クライドとハビはエレベーターに乗り込み、クライドはふと疑問に思ったことを聞いてみた。
「ハビさんは、ミンイェンとどれくらい一緒にいるんですか」
一緒にエレベーターに乗ってはいるものの、ハビとクライドの距離は、壁から壁までの距離とほぼ同等である。特に意識したわけではなかったが、気づいたらこうだった。ハビはエレベーターの操作パネルの正面にいたが、クライドはその反対側の壁にぴったりくっついているのである。
「そうだね…… ミンイェンがこの研究所に来て数日後に出会ったのかな。もう九年間一緒だよ」
「長い付き合いなんですね」
どこか遠くを見るような目を正面に向け、ハビは頷く。そして、エレベーターの階数表示を見上げながら言った。
「ミンイェンは頭が切れるだけで、中身は子供のままなんだよ。純粋に効率を求めているだけで、行動の基準に悪意は無い」
低く響く声は穏やかだったが、少し悲しげな色を含んでいた。クライドは少し黙り、それから何か言おうと口を開いたが、結局言葉を見つけられずに再び黙り込む。
やがてエレベーターが止まる。ハビはクライドの方を向いて、柔らかく微笑を浮かべた。
「さあ降りて。乗り物酔いはする?」
「いえ」
エレベーターを抜け、エントランスに出る。受付の男女がお疲れ様でしたと会釈し、ハビとクライドを見送る。
ビルの外に出てみると、むっと熱気に包まれた。天気は雲ひとつない晴れで、暑いことこの上ない。街は賑やかで、車も人も洪水のように溢れていた。特に、大きな交差点を渡る人の群れなどは、見ているだけで暑さが増す。
ふと視線を向かいの歩道に向けると、上品なネイビーのスーツに身を包んだレンティーノが携帯を開いているところを目撃した。

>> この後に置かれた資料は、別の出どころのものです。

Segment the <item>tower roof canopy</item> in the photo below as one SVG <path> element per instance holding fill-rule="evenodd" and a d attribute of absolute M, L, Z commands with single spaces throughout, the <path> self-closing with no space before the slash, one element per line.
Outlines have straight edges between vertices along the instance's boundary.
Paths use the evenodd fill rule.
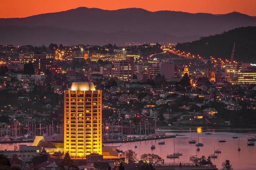
<path fill-rule="evenodd" d="M 92 82 L 73 82 L 71 85 L 71 91 L 94 91 L 95 87 Z"/>

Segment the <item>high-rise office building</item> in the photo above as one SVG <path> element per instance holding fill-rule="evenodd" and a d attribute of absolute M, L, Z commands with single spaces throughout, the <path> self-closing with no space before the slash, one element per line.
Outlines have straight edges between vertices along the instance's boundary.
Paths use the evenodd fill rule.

彼は颯爽と歩きながら携帯で誰かと会話し、いつもの微笑を浮かべて電話を一度切り、再び誰かに電話をかける仕草をしている。製薬会社の仕事だろう。
そう思った直後にカルツァ=フランチェスカの着信音が響く。驚いて自分の携帯の所在を確かめると、ハビはくすくすと笑った。
「同じ曲を使っているのかな」
彼は胸ポケットを指差した。鳴っているのは、どうやら自分のものでなくハビの携帯だったらしい。彼の言うとおりクライドも彼と同じ曲を使っていたので、てっきり自分の携帯が鳴っているのかと錯覚してしまったのだ。使っている曲も、着信音に設定している部分も同じ。まさかこんな偶然が起きるとは、クライドは思っていなかった。

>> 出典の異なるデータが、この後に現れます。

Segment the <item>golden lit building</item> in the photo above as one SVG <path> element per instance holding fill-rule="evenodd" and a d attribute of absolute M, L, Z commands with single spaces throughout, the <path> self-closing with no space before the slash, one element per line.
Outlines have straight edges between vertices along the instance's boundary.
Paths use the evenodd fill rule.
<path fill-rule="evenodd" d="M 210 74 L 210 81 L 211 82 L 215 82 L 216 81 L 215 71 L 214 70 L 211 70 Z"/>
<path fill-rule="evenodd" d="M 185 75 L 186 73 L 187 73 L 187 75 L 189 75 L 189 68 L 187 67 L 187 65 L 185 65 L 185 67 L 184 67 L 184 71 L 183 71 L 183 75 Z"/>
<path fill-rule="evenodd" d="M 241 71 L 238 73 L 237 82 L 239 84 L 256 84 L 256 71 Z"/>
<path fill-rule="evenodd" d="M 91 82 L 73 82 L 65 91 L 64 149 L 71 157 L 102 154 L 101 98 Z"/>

「これからレンティーノの暴走運転にまた付き合ってもらうことになるから、聞いておきたかったんだ。乗り物酔いのこと」
彼は言いながら携帯を取り出した。レンティーノは道路を渡ってこようとしてクライドとハビに気づいて、自分から電話を切ってこちらに手を振っている。ハビの着信音が止んだ。

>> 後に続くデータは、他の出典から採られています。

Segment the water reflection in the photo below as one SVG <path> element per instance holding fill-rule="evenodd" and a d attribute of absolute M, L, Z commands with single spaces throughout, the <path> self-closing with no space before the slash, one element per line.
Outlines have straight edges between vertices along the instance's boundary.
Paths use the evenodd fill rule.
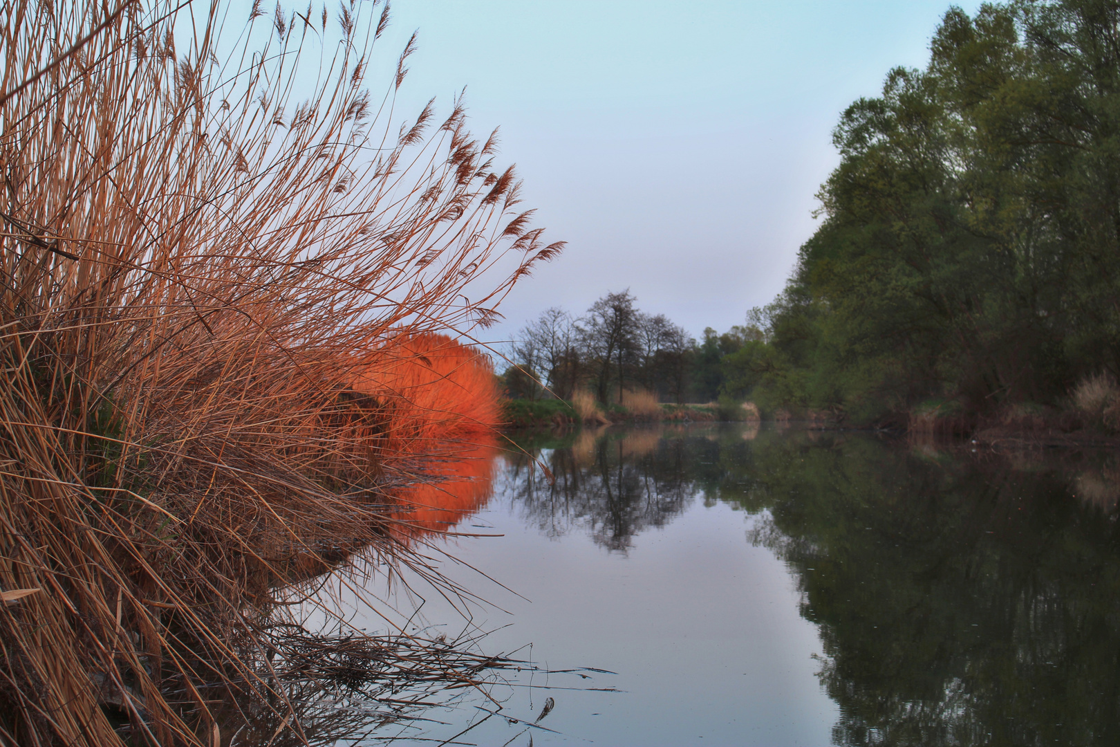
<path fill-rule="evenodd" d="M 838 435 L 757 446 L 738 502 L 767 510 L 749 539 L 820 627 L 834 743 L 1116 744 L 1114 474 Z"/>
<path fill-rule="evenodd" d="M 1120 461 L 867 435 L 585 431 L 507 458 L 524 521 L 625 553 L 697 501 L 756 515 L 820 632 L 837 745 L 1120 743 Z"/>
<path fill-rule="evenodd" d="M 635 535 L 680 516 L 697 494 L 690 441 L 673 435 L 588 429 L 528 443 L 536 447 L 533 458 L 510 457 L 507 491 L 525 522 L 548 536 L 587 532 L 596 544 L 625 553 Z"/>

「あの人の運転する車に乗ると、酔うどころじゃないんで」
「あはは、それもそうか」
ハビは笑いながら携帯を開き、少し操作してからまた閉じてポケットに戻す。道行く人たちは、クライドとハビをちらちらと振り返りながら歩く。多分、ハビの身長に目を奪われているのだろう。
「クライドもカルツァを聞くんだね」
ハビはもう慣れているのか、人の目は全く気にしていないようだった。クライドは一瞬答えるべきか迷ってしまったが、すぐに頷いた。何故迷ったのか解らないが、クライドはどうやらまだハビと自分の間に境界線を引いてしまっているらしい。
「CDは全部あります」
「そう、僕もだよ。今のところは『破壊的衝動』が一番好き。ギターとドラム、それからサビの辺りが特に」
「ああ、カルツァはシャウトが上手ですよね」
「僕もそう思う」
クライドとハビがカルツァの話題で盛り上がっても、レンティーノはなかなかこちらにこなかった。交通量の多い道路なので、信号が長いこと変わらないのだ。しかしレンティーノは焦れた様子もなく、見るからに暑そうな格好で静かに信号の傍に佇んでいた。ざっくり見たところ、信号の対岸でジャケットを着ているのはレンティーノだけだった。
「レンティーノ、暑くないのかな」
「彼はジャケットを脱ぐのを嫌うんだ。自分の体型が嫌いだって言ってたよ」
そうなのか。それは知らなかった新事実だ。レンティーノがスーツばかり着る理由は、ここにあるのかもしれない。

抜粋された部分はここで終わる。